Mixed in with this vast store of creativity from one tortured soul were Mondrians, Seurats, Gaugains, and Picassos, three generations of Toorop, Leger, and a number of older Dutch masters. This whole museum was the result of the vision of an industrialist’s wife. Helene Kroller-Muller became a true patron and supporter of the arts. It certainly did not hurt her efforts to be married to the richest man in the country at the time. It would not be a stretch at all to suggest she may be personally responsible for Van Gogh’s work becoming the most valued objects on earth. She and her husband bought up anything by Van Gogh that came to auction during the thirty years following his death. Sadly, Van Gogh left this world with no knowledge that an angel would come to care for his genius visual creativity so intensely, conserve it, and imprint it permanently on the public domain of this world.

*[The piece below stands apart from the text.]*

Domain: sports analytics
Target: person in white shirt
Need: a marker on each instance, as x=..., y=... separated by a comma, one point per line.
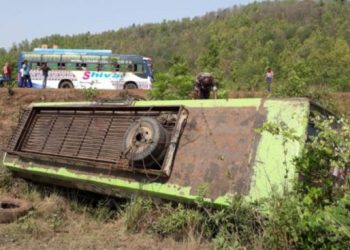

Helene proved to be an example of good stewardship of the privilege of a high position in society and giving back to the masses. Her husband donated the whole of the estate in 1934 as a national park along with the museum, its contents, and a hunting lodge that alone is worth a several hour drive to see.
Even seventy years after Helene’s death she has continued to fulfill her mission, giving to this visitor, through her visionary efforts, a much-enhanced sense of the creativity that is so abundant in this unpretentious beautiful land and more specifically that of the Dutch painter Vincent.